A Special Sgt. Lillian Armfield was a pioneer in policing and I wanted to take the opportunity to illuminate her contributions in my fiction, as she was working in Sydney at the time of the events in the novel. As I point out in the book: “The female recruits hadn’t even uniforms and weren’t paid overtime like the men; nor were they entitled to either superannuation or a pension. They had to sign contracts stating that they wouldn’t be compensated for any injuries suffered in the line of duty, couldn’t join the police association and had to resign if they married — one of the reasons Lillian never had. With all that, it was a wonder so many women were keen to sign up, but the applications always far outnumbered the spaces allotted.
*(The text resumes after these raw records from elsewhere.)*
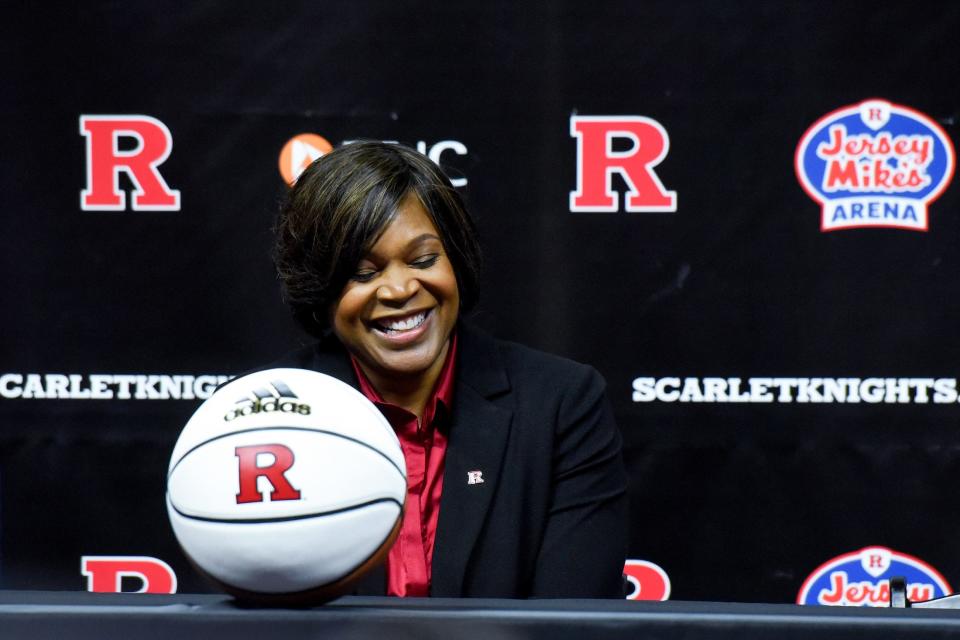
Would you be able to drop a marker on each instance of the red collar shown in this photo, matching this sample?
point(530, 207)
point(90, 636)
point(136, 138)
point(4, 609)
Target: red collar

Lillian achieved amazing things in her time in policing, even though the system did not support women like her. She was the first female detective in Sydney, and first policewoman in the state to carry a revolver. The real-life realities of policing are worth the mention ... and give us further background into the context of the time.
Q Will Billie Walker be back?
A Yes. I am writing her second adventure now.
Q How do you discuss or outline feminism for your young daughter?
A From a young age she has been given the opportunity to hear from accomplished women and to read the books of women, and to see the adventures of female characters, and that has given her a sense of possibility and the knowledge that she can decide who she wants to be. We love male characters in our household, but female characters equally, and that sometimes means having to go a touch further to find those stories. She’s rather taken with feminist analysis of children’s films, which is often funny, and pretty spot on for a nine-year-old. No film with a damsel in distress locked in a tower can go without critique by her!
I have written two non-fiction books focused on women’s rights, and the postwar period was particularly tumultuous for women.